You should now see "Granted" in the column Status next to the AccessRetailServer permission.

Granting the consent is not mandatory and is only needed if you want to consent in advance for all users in your tenant and you an Admin in the tenant. If this step is not done, then each user will be asked for the consent they first time try to activate MPOS.

This completes setup on MPOS side.

Enable newly created AAD applications on AX side

Once this step is completed, an AAD issued security token would be accepted by a Retail Server

a) In AX go to Commerce Shared Parameters->Identity Providers

b) In the grid "Identity Providers" select a row corresponding to your Azure Active Directory tenant, once you select it the 2 below grids will be refreshed with the applications setup for that tenant

c) In the grid "Relying Parties" click "Add" and add new row with the following parameters:

  - ClientID - specify the one you used in the step #10 above

  - Type - Public

  - UserType - Worker

  - Name - type anything you want there, I recommend something meaningful so you could realize this is your customized MPOS application registered in your tenant.

d) Click button "Save"

e) Keep newly added into Relying Party grid record selected and click "Add" in the Server Resource IDs, specify:

  - Server Resource ID - specify the value you used in step #6 above.

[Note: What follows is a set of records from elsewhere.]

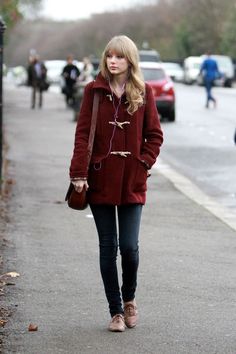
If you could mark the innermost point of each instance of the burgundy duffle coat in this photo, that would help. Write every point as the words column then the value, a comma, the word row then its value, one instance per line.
column 124, row 148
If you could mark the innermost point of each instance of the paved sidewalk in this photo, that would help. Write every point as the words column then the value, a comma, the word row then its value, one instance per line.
column 187, row 274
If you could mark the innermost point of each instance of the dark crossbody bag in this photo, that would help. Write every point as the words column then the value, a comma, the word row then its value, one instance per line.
column 75, row 200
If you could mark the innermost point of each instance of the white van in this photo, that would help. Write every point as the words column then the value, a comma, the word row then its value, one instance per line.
column 191, row 68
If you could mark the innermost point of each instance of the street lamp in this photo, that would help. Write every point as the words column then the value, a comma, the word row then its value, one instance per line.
column 2, row 29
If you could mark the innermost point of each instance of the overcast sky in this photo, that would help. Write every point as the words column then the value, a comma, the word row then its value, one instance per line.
column 74, row 9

  - Name - anything meaningful indicating this is the Retail Server registered in your AAD tenant.

f) Click Save button. Make sure all your newly created records are stored as expected - to check that you can navigate between different rows in those grids.

g) Execute the job 1110 and wait until it is completed by verifying "Download Sessions" form to check that the job's status is Applied.

h) At this time the data will be synced to the channel DB but CRT/RS employs a cache which is around 5 minutes, if you don't want to wait until the cache expires and your are not dealing with PROD environment you can consider explicitly recycling app pool of the Retail Server's Web Site.

i) Close MPOS and kill, by using a Task Manager for instance, all instances of the process DllHost.exe

Now try to activate device in MPOS again, if you will still experience issues look into Windows Event Viewer logs corresponding to MPOS and Retail Server for warnings/errors which would be helpful in the investigation.